Early 2019 was a troublesome time for Huawei, when the Chinese tech giant faced several restrictions and bans by the hands of the US government. Huawei was effectively banned in the US by Donald Trump through an executive order and even Google announced that Huawei phones won’t be receiving future updates and revoked Huawei’s Android license.
Things cooled down when the ban was temporarily lifted after a few weeks but it looks like Huawei is once again getting into more legal trouble with the US government.
More (legal) troubles
The Justice Department of the United States (DOJ) has now added new criminal charges against Huawei and two of its subsidiaries operating in the US. The charges are federal racketeering and conspiracy to steal trade secrets from American companies.
In a press release from the Department of Justice, it mentioned that:
The 16-count superseding indictment also adds a charge of conspiracy to steal trade secrets stemming from the China-based company’s alleged long-running practice of using fraud and deception to misappropriate sophisticated technology from U.S. counterparts.
Prosecutors also mentioned:
As a consequence of its campaign to steal this technology and intellectual property, Huawei was able to drastically cut its research and development costs and associated delays, giving the company a significant and unfair competitive advantage.
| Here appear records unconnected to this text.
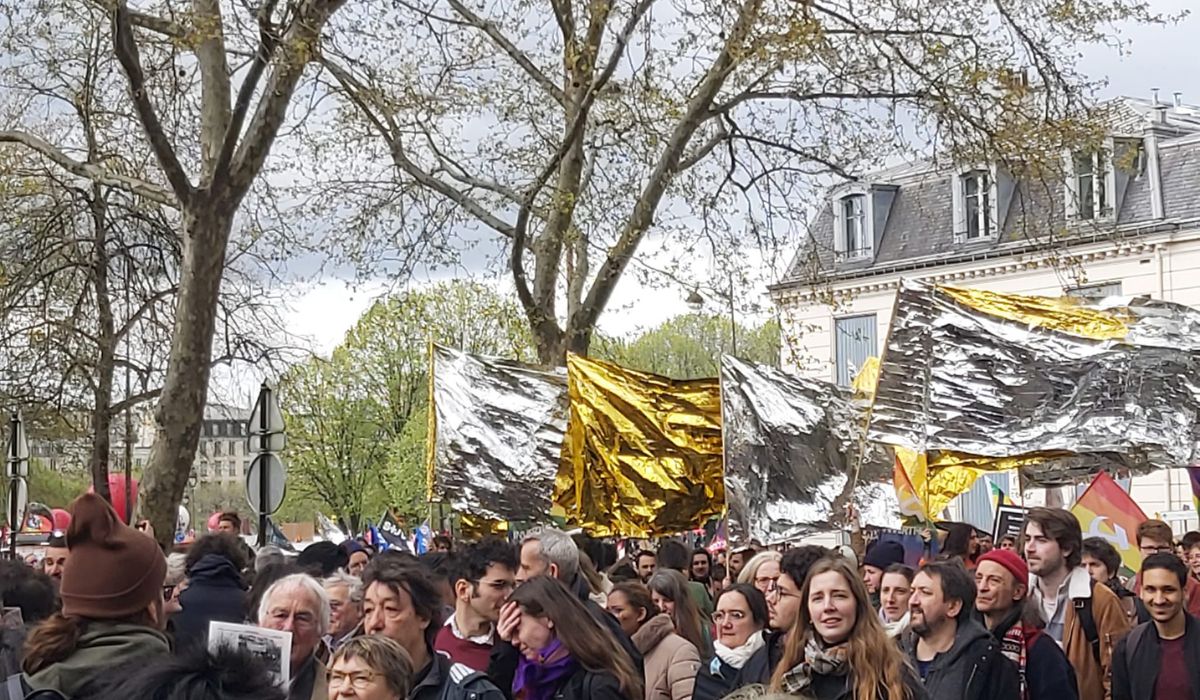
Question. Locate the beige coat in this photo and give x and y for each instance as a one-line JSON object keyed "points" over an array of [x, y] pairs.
{"points": [[671, 660]]}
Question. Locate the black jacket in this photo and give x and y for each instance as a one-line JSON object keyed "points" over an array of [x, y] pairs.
{"points": [[762, 664], [215, 591], [972, 669], [1138, 657], [445, 680]]}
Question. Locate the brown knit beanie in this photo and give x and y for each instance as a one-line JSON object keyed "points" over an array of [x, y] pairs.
{"points": [[113, 570]]}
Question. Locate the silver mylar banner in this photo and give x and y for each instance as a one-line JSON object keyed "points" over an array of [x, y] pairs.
{"points": [[1059, 387], [791, 450], [497, 435]]}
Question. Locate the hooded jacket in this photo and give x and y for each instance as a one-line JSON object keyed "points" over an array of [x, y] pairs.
{"points": [[102, 647], [972, 669], [671, 660], [215, 591]]}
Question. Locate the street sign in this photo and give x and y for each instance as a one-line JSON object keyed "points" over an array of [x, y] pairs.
{"points": [[275, 485], [267, 423], [17, 455]]}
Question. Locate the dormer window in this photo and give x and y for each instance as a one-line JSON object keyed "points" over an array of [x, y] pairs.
{"points": [[855, 229], [982, 196], [977, 203], [1091, 185]]}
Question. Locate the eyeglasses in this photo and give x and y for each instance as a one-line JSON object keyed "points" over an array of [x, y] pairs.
{"points": [[359, 681]]}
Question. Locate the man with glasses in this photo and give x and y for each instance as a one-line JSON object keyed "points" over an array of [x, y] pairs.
{"points": [[1155, 537], [483, 580], [783, 608]]}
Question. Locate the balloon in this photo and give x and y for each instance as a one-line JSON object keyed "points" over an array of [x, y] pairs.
{"points": [[117, 490], [61, 519]]}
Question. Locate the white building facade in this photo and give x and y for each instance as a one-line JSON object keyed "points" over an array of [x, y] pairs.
{"points": [[1125, 222]]}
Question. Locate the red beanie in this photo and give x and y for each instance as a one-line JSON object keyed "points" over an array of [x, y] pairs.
{"points": [[1011, 561], [113, 570]]}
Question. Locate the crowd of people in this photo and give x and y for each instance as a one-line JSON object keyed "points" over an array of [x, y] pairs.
{"points": [[106, 615]]}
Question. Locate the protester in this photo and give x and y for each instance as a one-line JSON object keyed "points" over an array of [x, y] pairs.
{"points": [[701, 567], [112, 605], [645, 563], [961, 542], [215, 588], [954, 656], [1001, 590], [229, 522], [675, 556], [879, 557], [1159, 659], [402, 604], [670, 596], [1068, 600], [895, 592], [1103, 562], [1156, 537], [671, 660], [485, 578], [741, 618], [359, 556], [55, 558], [345, 610], [838, 648], [371, 668], [784, 603], [298, 604], [197, 674], [761, 572], [738, 560], [561, 658]]}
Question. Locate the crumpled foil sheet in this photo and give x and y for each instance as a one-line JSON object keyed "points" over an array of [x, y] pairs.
{"points": [[791, 453], [496, 435], [1054, 386], [642, 455]]}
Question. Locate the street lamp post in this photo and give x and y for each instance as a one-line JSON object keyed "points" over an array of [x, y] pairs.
{"points": [[17, 471]]}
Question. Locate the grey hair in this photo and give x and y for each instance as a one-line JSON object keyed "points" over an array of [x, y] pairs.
{"points": [[303, 582], [557, 548], [353, 584], [269, 555], [177, 568]]}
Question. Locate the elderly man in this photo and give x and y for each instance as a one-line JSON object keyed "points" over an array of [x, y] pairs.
{"points": [[345, 609], [300, 605]]}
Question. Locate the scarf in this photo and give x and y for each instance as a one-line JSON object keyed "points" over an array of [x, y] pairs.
{"points": [[739, 656], [1014, 642], [817, 660], [539, 680]]}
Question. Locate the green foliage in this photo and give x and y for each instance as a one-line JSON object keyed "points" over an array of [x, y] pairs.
{"points": [[358, 420], [690, 346]]}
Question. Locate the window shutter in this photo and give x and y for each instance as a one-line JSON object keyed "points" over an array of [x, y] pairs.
{"points": [[960, 210], [839, 226], [1071, 191]]}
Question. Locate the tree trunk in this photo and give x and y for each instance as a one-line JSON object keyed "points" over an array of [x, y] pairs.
{"points": [[180, 411]]}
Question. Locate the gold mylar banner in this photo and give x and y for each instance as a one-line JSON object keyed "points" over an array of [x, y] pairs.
{"points": [[642, 453]]}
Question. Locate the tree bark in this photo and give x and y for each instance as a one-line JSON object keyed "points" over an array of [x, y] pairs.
{"points": [[179, 414]]}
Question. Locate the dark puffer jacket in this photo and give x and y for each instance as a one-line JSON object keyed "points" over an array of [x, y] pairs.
{"points": [[215, 591]]}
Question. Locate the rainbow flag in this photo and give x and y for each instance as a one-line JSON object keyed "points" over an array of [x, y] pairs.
{"points": [[1105, 509]]}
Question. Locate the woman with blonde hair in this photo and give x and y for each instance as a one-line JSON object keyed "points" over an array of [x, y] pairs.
{"points": [[838, 648], [762, 570]]}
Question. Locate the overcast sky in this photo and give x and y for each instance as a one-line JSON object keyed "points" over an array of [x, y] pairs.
{"points": [[1157, 57]]}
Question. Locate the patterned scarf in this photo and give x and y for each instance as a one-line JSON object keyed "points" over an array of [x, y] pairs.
{"points": [[820, 660], [1014, 639], [539, 680]]}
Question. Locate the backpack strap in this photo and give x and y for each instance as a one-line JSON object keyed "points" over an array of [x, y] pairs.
{"points": [[1087, 621]]}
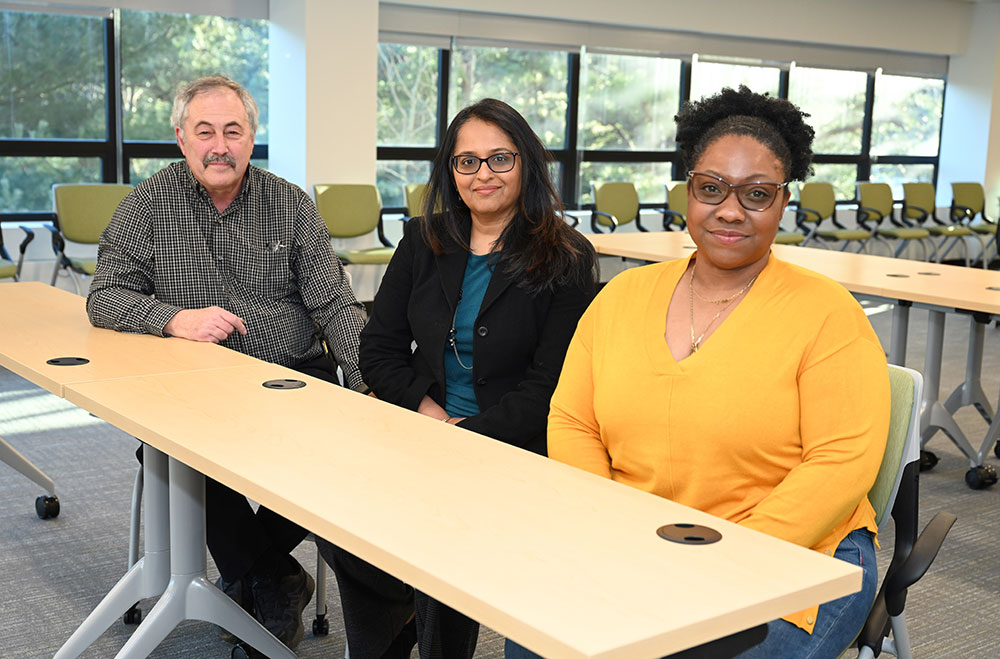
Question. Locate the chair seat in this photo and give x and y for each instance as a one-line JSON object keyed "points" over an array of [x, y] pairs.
{"points": [[86, 266], [953, 230], [904, 233], [845, 234], [373, 256], [788, 238], [984, 227]]}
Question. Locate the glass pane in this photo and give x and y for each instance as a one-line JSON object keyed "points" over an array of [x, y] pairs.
{"points": [[649, 178], [162, 51], [843, 177], [52, 80], [407, 95], [628, 103], [391, 176], [897, 175], [907, 117], [835, 101], [708, 78], [26, 183], [533, 82]]}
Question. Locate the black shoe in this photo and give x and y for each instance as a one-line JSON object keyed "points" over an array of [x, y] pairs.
{"points": [[279, 602], [239, 591]]}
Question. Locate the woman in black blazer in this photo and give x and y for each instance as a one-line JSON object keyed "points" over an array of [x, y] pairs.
{"points": [[470, 326]]}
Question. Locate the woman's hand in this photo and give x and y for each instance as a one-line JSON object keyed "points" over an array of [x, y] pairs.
{"points": [[429, 408]]}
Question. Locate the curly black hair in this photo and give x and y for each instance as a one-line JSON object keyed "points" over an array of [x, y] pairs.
{"points": [[776, 123]]}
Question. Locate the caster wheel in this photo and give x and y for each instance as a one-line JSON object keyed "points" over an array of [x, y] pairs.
{"points": [[979, 477], [47, 507], [133, 616]]}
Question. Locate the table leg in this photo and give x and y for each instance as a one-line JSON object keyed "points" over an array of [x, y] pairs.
{"points": [[900, 328], [190, 595], [148, 577], [11, 456], [971, 391]]}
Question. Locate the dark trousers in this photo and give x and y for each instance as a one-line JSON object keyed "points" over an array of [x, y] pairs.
{"points": [[239, 537]]}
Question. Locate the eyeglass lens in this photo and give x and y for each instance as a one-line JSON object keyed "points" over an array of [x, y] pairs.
{"points": [[498, 163], [753, 196]]}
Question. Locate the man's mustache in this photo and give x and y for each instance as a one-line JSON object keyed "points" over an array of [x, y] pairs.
{"points": [[226, 159]]}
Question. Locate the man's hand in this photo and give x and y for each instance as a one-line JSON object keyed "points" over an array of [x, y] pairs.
{"points": [[212, 324]]}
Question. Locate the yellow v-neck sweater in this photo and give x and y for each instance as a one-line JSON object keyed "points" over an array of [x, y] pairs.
{"points": [[777, 423]]}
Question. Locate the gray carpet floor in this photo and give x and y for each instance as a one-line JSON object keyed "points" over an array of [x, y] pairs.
{"points": [[55, 571]]}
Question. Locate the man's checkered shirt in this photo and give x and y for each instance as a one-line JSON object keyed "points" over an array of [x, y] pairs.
{"points": [[266, 258]]}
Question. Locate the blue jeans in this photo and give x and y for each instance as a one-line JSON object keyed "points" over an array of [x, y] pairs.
{"points": [[837, 622]]}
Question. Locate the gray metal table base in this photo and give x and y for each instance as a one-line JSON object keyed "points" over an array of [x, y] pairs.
{"points": [[189, 594], [11, 456], [148, 577], [933, 415]]}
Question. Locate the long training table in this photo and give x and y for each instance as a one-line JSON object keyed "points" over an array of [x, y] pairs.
{"points": [[938, 288], [564, 562]]}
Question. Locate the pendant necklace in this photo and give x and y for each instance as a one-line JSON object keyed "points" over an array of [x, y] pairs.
{"points": [[725, 302]]}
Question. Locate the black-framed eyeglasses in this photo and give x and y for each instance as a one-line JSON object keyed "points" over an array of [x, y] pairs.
{"points": [[499, 162], [753, 196]]}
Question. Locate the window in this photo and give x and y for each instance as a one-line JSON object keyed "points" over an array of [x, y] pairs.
{"points": [[835, 102], [628, 103], [531, 81], [906, 120]]}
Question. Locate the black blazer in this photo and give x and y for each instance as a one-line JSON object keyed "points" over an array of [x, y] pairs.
{"points": [[518, 348]]}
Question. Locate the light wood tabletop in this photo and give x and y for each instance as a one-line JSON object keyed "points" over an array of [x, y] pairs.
{"points": [[949, 286], [41, 322], [562, 561]]}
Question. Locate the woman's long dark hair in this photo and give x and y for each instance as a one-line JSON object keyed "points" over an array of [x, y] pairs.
{"points": [[537, 249]]}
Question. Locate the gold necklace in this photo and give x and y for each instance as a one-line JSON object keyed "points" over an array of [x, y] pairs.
{"points": [[696, 343]]}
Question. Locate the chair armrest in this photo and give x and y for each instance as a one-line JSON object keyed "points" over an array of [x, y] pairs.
{"points": [[596, 227], [380, 229], [924, 551]]}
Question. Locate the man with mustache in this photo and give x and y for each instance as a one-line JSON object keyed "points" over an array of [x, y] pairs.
{"points": [[214, 249]]}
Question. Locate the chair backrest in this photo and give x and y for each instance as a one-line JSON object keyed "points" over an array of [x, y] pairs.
{"points": [[919, 200], [817, 196], [84, 209], [903, 443], [618, 199], [349, 210], [876, 197], [968, 195], [677, 197]]}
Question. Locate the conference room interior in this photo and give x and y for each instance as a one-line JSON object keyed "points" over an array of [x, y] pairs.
{"points": [[600, 84]]}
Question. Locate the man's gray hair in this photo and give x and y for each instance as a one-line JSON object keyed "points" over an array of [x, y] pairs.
{"points": [[192, 89]]}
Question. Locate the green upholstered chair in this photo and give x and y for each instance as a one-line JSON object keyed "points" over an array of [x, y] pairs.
{"points": [[875, 204], [817, 204], [8, 268], [350, 211], [967, 201], [895, 493], [414, 196], [82, 212], [615, 204], [675, 213], [920, 208]]}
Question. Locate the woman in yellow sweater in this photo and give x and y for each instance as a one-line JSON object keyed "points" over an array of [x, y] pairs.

Apart from several cases of industrial espionage and IP theft, the DOJ has also accused Huawei of evading US rules on doing business with countries like North Korea and Iran and trying to cover up the full scope of Huawei’s involvement with these countries.
These new charges suggest that the US is not backing down in its fight over Huawei, adding tensions to US and China relations again.
Huawei wasn’t quick to respond to these allegations but later issued a statement saying:
This new indictment is part of the Justice Department’s attempt to irrevocably damage Huawei’s reputation and its business for reasons related to competition rather than law enforcement.
The ‘racketeering enterprise’ that the government charged today is nothing more than a contrived repackaging of a handful of civil allegations that are almost 20 years old and that have never been the basis of any significant monetary judgment against Huawei. The government will not prevail on these charges which we will prove to be both unfounded and unfair.
Among those indicted with the new charges is also Huawei’s CFO, Meng Wanzhou, who is still undergoing a process of extradition to the US from Canada, when she was arrested back in November 2018.